How to figure out what this needs to look like in the macro world? It's quite simple! Let's just quote it:

iex(25)> quote do def something( << var1 :: binary- size(4) >> ), do: var1 end
{:def, [context: Elixir, import: Kernel],
 [
   {:something, [context: Elixir],
    [
      {:<<>>, [],
       [
         {:"::", [],
          [
            {:var1, [], Elixir},
            {:-, [context: Elixir, import: Kernel],
             [{:binary, [], Elixir}, {:size, [], [4]}]}
          ]}
       ]}
    ]},
   [do: {:var1, [], Elixir}]
 ]}

This is Elixir's AST. You would not want to write it, but quote will write it for you. AST is prefix notation, like Lisp the ultimate AST as a language. You can see that :<<>> is the prefix notation for the bitstring match generator special form. If you're not familiar with AST, each node is a three tuple:

  • atom
  • context
  • children

I don't consider myself an AST expert, but that's not required if you can generally understand what quote generates from what you give it. To write macro code that generates a bitstring match, just repeat this pattern.

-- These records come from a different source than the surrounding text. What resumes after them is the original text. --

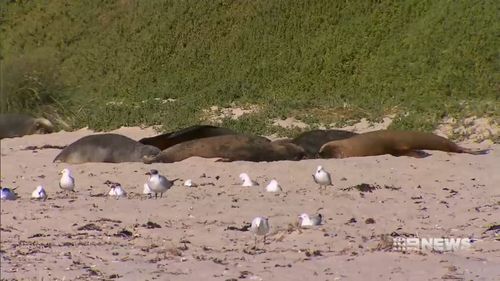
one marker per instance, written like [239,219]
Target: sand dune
[194,233]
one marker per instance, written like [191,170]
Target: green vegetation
[102,63]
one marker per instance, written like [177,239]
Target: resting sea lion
[230,148]
[110,148]
[312,141]
[18,125]
[396,143]
[167,140]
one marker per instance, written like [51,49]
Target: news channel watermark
[438,244]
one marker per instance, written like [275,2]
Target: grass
[102,63]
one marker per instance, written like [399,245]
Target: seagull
[247,181]
[147,190]
[158,183]
[189,183]
[7,194]
[306,220]
[322,177]
[260,227]
[117,191]
[273,186]
[39,193]
[67,182]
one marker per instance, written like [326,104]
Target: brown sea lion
[311,141]
[167,140]
[110,148]
[396,143]
[18,125]
[230,148]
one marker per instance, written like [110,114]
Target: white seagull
[117,191]
[190,183]
[260,227]
[310,220]
[7,194]
[247,181]
[273,186]
[322,177]
[158,183]
[67,182]
[39,193]
[147,190]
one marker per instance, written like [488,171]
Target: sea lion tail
[476,152]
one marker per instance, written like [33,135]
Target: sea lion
[396,143]
[311,141]
[110,148]
[18,125]
[230,148]
[167,140]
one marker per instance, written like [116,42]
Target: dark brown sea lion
[17,125]
[396,143]
[230,148]
[167,140]
[110,148]
[311,141]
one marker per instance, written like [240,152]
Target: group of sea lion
[17,125]
[217,142]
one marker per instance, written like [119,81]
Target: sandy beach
[199,232]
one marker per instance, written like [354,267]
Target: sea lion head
[294,151]
[42,126]
[149,151]
[331,150]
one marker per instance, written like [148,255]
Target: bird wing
[314,178]
[329,178]
[165,182]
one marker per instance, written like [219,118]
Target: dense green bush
[322,61]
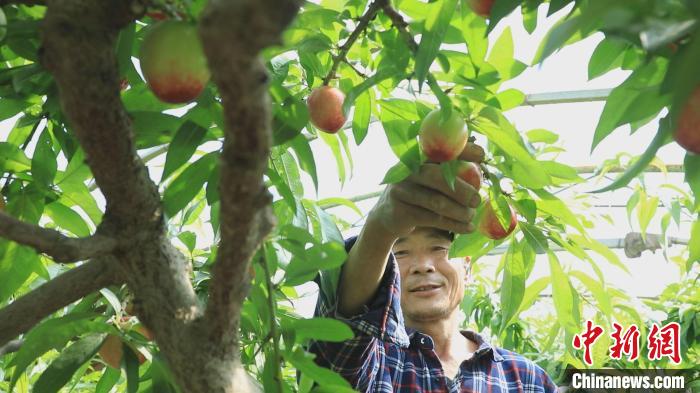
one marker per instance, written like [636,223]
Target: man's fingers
[426,218]
[432,200]
[430,176]
[473,152]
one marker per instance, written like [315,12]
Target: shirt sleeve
[380,318]
[543,379]
[358,359]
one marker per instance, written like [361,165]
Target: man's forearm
[362,273]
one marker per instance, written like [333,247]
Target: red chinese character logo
[627,343]
[665,342]
[589,336]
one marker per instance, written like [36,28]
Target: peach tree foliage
[376,52]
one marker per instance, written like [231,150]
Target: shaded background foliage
[394,70]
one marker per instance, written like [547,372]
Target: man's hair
[447,234]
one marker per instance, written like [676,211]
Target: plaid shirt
[385,356]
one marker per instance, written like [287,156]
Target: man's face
[432,286]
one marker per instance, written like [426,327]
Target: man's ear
[467,268]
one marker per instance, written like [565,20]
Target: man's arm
[423,199]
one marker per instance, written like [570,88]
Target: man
[401,293]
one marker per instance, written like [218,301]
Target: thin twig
[274,332]
[402,26]
[22,2]
[22,314]
[12,346]
[358,72]
[61,248]
[361,26]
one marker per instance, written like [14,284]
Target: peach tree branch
[361,26]
[25,312]
[60,248]
[246,27]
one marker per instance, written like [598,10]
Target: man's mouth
[424,288]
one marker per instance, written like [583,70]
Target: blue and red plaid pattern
[385,356]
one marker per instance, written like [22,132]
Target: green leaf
[526,170]
[53,333]
[361,116]
[14,274]
[183,145]
[399,130]
[360,89]
[600,249]
[623,106]
[554,206]
[436,24]
[556,5]
[188,184]
[682,77]
[329,231]
[302,149]
[501,9]
[514,276]
[527,208]
[66,218]
[61,370]
[303,268]
[322,329]
[153,128]
[304,363]
[572,28]
[10,107]
[44,160]
[331,140]
[694,244]
[502,57]
[326,202]
[631,204]
[562,171]
[663,136]
[530,13]
[597,289]
[291,115]
[511,98]
[112,299]
[564,296]
[534,237]
[109,378]
[607,56]
[130,363]
[396,173]
[646,211]
[125,45]
[691,164]
[532,292]
[12,159]
[542,135]
[162,379]
[474,34]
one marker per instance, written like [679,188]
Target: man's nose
[422,265]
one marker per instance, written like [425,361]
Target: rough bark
[52,243]
[22,314]
[78,49]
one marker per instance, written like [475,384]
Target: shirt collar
[484,347]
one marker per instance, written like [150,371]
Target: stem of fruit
[361,26]
[274,332]
[402,26]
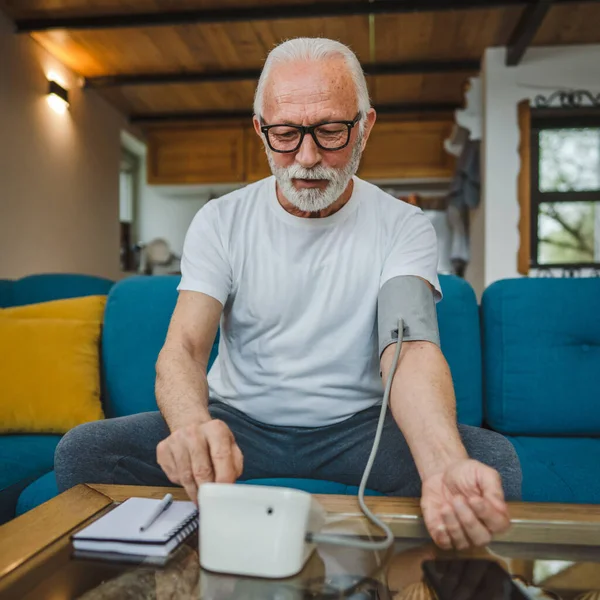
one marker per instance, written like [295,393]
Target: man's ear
[370,121]
[256,123]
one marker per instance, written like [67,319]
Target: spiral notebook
[118,532]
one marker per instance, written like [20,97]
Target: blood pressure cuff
[411,299]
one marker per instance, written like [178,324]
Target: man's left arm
[462,499]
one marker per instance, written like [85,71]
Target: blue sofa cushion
[458,317]
[542,356]
[137,316]
[5,292]
[559,469]
[41,490]
[25,456]
[139,310]
[46,287]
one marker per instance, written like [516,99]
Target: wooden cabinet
[196,155]
[232,153]
[407,150]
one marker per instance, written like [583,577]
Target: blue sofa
[24,458]
[519,365]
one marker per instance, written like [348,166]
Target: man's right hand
[200,453]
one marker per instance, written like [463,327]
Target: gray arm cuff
[410,298]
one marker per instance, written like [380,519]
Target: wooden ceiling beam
[221,115]
[257,13]
[525,31]
[402,68]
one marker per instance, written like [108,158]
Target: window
[565,189]
[128,191]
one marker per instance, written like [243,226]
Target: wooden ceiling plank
[526,29]
[566,24]
[253,13]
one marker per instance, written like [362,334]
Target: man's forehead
[321,89]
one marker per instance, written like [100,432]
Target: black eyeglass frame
[311,130]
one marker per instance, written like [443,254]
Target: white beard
[315,199]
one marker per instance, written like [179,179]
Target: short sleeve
[414,251]
[205,266]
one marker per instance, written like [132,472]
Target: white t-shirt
[298,342]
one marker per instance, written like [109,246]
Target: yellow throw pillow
[88,308]
[50,365]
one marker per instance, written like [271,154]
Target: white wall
[167,214]
[59,173]
[542,71]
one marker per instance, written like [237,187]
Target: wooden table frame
[36,542]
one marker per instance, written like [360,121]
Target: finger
[184,470]
[166,461]
[454,528]
[238,461]
[496,521]
[220,441]
[202,468]
[490,484]
[474,529]
[436,527]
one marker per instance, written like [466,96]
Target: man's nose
[308,154]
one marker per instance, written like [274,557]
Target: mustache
[318,172]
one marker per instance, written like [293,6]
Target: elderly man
[293,268]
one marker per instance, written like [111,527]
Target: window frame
[543,120]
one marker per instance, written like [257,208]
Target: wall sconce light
[58,97]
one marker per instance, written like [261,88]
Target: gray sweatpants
[123,451]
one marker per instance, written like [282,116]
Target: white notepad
[119,530]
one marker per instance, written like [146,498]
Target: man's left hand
[464,505]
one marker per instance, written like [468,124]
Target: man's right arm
[181,386]
[199,449]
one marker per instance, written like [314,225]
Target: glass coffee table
[551,547]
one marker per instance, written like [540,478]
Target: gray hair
[314,49]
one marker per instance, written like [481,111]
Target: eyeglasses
[333,135]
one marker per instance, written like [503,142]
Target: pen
[159,510]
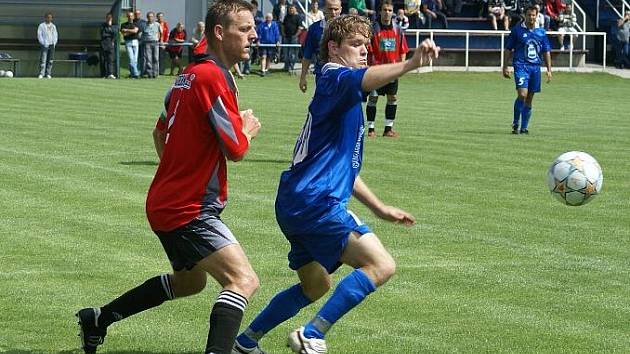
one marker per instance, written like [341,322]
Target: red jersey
[203,127]
[387,45]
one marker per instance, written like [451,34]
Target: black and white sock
[149,294]
[225,321]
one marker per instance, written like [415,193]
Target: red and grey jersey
[388,44]
[203,127]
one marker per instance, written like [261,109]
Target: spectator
[268,33]
[361,7]
[164,37]
[176,37]
[566,24]
[314,14]
[150,39]
[47,36]
[401,20]
[622,59]
[108,40]
[141,24]
[412,10]
[497,12]
[292,26]
[432,10]
[130,31]
[553,9]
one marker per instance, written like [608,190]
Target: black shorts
[389,89]
[187,245]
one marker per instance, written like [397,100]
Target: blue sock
[350,292]
[283,306]
[527,113]
[518,108]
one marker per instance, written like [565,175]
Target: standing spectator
[164,38]
[268,33]
[108,41]
[622,57]
[141,24]
[130,31]
[190,190]
[314,14]
[528,47]
[401,20]
[496,11]
[388,45]
[432,10]
[566,24]
[175,49]
[47,36]
[291,28]
[312,45]
[150,43]
[361,7]
[412,10]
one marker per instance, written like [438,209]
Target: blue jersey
[312,45]
[528,45]
[328,153]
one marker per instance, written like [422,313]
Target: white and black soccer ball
[575,178]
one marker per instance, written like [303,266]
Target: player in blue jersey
[311,205]
[529,47]
[332,9]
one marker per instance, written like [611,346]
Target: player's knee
[315,290]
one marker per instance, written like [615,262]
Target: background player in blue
[527,44]
[311,205]
[332,9]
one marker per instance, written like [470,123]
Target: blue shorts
[527,76]
[324,242]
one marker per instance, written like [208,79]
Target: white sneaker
[239,349]
[302,345]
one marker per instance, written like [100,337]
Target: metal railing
[467,33]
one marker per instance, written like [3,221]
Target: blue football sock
[283,306]
[527,113]
[518,108]
[350,292]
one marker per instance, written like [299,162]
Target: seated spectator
[401,20]
[432,10]
[622,57]
[314,14]
[566,24]
[497,12]
[268,33]
[412,11]
[176,37]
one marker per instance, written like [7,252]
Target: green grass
[494,264]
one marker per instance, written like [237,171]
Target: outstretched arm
[379,75]
[385,212]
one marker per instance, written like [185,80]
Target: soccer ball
[575,178]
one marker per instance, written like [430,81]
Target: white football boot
[302,345]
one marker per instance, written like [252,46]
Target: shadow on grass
[139,163]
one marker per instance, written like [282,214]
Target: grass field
[493,265]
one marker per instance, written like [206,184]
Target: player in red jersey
[388,45]
[202,127]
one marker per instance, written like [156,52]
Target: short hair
[341,28]
[218,14]
[531,8]
[386,2]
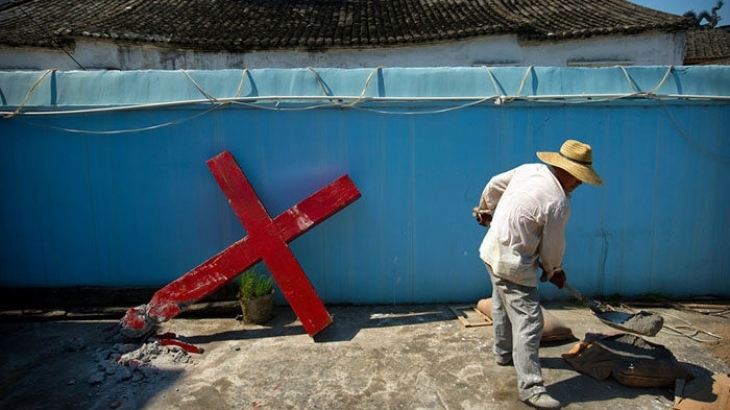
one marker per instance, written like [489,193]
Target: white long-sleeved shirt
[529,212]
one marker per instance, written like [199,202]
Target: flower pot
[257,310]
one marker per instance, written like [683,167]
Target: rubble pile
[130,362]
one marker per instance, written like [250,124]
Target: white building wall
[646,49]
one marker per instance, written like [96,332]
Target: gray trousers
[518,323]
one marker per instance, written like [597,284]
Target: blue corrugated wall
[84,203]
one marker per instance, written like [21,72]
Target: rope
[367,83]
[323,86]
[29,93]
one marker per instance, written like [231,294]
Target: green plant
[252,284]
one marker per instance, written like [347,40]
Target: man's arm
[491,195]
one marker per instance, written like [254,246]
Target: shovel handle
[594,308]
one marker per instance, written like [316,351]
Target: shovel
[642,323]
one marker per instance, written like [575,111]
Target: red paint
[267,240]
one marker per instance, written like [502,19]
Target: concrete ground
[371,357]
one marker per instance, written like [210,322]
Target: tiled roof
[707,46]
[241,25]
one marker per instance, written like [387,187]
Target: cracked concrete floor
[371,357]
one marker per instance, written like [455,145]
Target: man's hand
[483,218]
[558,278]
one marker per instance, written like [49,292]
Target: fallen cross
[266,240]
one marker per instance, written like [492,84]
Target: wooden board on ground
[470,316]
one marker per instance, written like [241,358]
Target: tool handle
[574,292]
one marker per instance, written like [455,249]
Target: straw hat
[576,158]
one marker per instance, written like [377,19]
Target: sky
[680,7]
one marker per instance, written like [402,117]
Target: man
[526,232]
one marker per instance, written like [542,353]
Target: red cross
[266,240]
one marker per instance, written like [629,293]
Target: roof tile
[244,25]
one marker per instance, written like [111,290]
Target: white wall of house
[655,48]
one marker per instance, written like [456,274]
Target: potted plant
[255,296]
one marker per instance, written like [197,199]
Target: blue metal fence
[103,179]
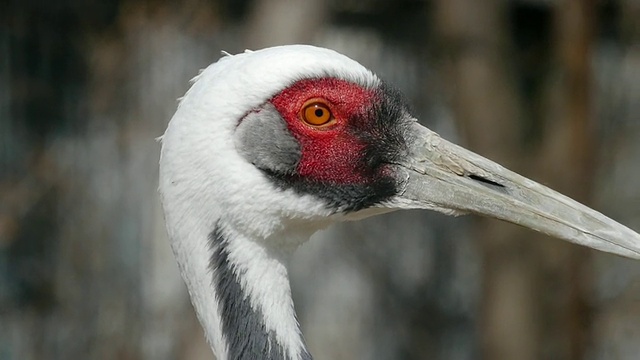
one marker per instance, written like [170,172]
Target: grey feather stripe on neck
[243,326]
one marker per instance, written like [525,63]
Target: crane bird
[269,146]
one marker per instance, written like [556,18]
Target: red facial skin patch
[333,153]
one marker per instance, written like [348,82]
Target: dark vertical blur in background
[550,88]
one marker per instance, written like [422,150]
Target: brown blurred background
[549,88]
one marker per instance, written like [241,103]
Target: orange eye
[316,113]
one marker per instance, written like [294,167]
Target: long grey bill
[445,177]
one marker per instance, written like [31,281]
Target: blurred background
[549,88]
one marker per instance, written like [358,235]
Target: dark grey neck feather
[243,326]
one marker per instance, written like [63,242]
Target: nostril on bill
[486,181]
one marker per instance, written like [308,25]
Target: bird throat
[254,300]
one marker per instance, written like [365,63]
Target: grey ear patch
[263,139]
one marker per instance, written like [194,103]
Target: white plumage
[217,202]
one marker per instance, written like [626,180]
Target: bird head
[269,146]
[289,139]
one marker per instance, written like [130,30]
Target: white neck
[240,290]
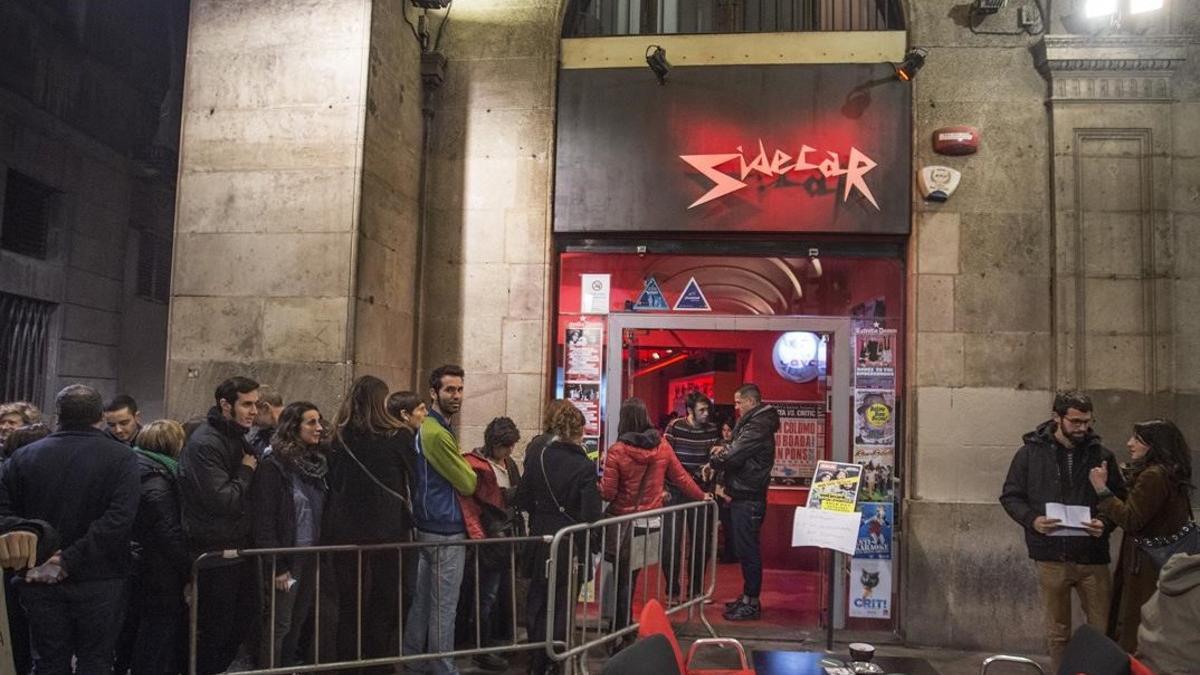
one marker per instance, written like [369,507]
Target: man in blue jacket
[87,487]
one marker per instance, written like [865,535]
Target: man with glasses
[1053,466]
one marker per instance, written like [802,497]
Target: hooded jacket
[639,457]
[163,565]
[1168,641]
[750,455]
[214,485]
[1038,475]
[87,487]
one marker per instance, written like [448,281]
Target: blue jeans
[430,626]
[747,519]
[79,619]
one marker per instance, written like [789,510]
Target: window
[27,214]
[594,18]
[24,334]
[154,267]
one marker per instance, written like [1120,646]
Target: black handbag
[1183,541]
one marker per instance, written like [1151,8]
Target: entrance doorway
[804,366]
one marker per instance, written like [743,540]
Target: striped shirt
[691,443]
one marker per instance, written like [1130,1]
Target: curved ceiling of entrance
[765,286]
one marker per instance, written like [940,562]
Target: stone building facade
[333,220]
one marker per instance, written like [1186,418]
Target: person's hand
[49,572]
[1099,476]
[18,550]
[1045,525]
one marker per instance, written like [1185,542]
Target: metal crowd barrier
[593,537]
[268,559]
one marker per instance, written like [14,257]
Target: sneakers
[743,611]
[491,662]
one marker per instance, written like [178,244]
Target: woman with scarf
[289,494]
[154,637]
[1159,479]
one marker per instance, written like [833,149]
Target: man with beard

Let's go back to FixedRead and follow the to_pat function call. If the simplified input looks like this:

columns = [
  first: 2,
  second: 4,
  third: 1
]

Then to_pat is just going to be a map:

  defp to_pat( columns ) do
    Enum.map( columns, &pate/1 )
  end

So on a per tuple basis, what does pate need to emit:

  defp pate( { k, s } ) do
    {:"::", [],
     [
       {k, [], Elixir},
       {:-, [context: Elixir, import: Kernel],
        [{:binary, [], Elixir}, {:size, [], [s]}]}
     ]}
  end

Look back at the AST from somthing, you'll see that this exact pattern is there. The difference is that instead of using the literal :var1 and 4 this code is using the variables k and s, which are coming from the column definition keyword list we gave.

This is an incomplete example of how to use quote generated AST to build templates for Macros. But the approach is complete and that means you can (if you want) finish this macro to do fix length decoding. You have the tools now.